Doch dann beginnt der 81-Jährige Deutsch zu reden, und es wird klar: Frankenbergs Leben in Amerika ist nur ein Teil seiner Geschichte. Geboren wurde Harry 1929 als Horst Frankenberg in Vörden. Dort besuchte er die Volksschule, sein Vater und sein Onkel handelten mit Dingen für den landwirtschaftlichen Bedarf. »Ich bin oft auf dem Pferdewagen mit zu den Bauern gefahren, die mein Vater beliefert hat«, erinnert sich der Ex-Vördener.

Harry Frankenberg mit seiner Familie vor dem Geburtshaus in Vörden (Foto: privat)

Mitte der 1930er Jahre aber hielt die Angst Einzug in das geordnete Leben, wie Frankenberg beschreibt. Immer häufiger wurde er als jüdischer Junge in der Schule gehänselt. Sein Vater verlor immer mehr Kunden: »Die Nationalsozialisten setzten langsam das Verbot durch, nicht mehr bei Juden zu kaufen.« Die Familie dachte aber nicht daran, ihre Heimat zu verlassen. Schließlich können die Frankenbergs auf einen weit verzweigten Stammbaum zurückblicken, sagt Harry.

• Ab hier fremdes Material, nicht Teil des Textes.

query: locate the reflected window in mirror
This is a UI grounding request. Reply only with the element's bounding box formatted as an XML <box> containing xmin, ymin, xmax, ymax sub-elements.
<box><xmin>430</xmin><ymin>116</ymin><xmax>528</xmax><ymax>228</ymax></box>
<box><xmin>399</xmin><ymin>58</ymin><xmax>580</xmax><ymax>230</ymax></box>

Erst auf das Drängen von Harrys Tante Viola packte die Familie die Koffer. »Das war eine weise Entscheidung«, sagt der 81-Jährige ernst. Und fast wäre die Flucht noch gescheitert: Harrys Eltern und sein Onkel mitsamt Familie hatten die begehrten Ausreisepapiere nur bekommen, weil der überaus reiche Onkel Maurice Wertheimer aus den USA der Verwaltung eine große Summe zugesichert hatte. »Ein paar Tage vorher wurden wir trotzdem verhaftet.« In Höxter verhörten Gestapo-Männer die Familie. Erst das Geld befreite die Frankenbergs, und sie durften den Weg nach Bremerhaven zum rettenden Schiff antreten. Die USS Manhattan brachte sie nach New York und in die Freiheit.

Forschungen von Fritz Ostkämper, Vorstandsmitglied der Jacob-Pins-Gesellschaft, brachten Harry Frankenberg jetzt wieder zurück in seine alte Heimat. Seit 1988, dem Anfang des Wiedererinnerns in Höxter, arbeitet der Gymnasiallehrer die Schicksale der Höxteraner Juden auf. »Vor etwa zwei Jahren sind die Kontakte zur Familie von Harry Frankenberg entstanden«, sagt Ostkämper.

Am Freitag Morgen schließlich kamen sie in Höxter an. Tochter Helena verrät: »Ursprünglich wollten wir im August reisen. Mein Vater hat aber immer so vom Schützenfest in Vörden geschwärmt, dass wir kurzerhand umdisponiert haben.«

Mit freundlicher Genehmigung des Westfalen-Blattes, 29.6.2010

Harry Frankenberg mit seiner Frau Daisy an den Grabsteinen seiner Großeltern auf dem jüdischen Friedhof in Vörden. (Foto: Christine Longère/NW)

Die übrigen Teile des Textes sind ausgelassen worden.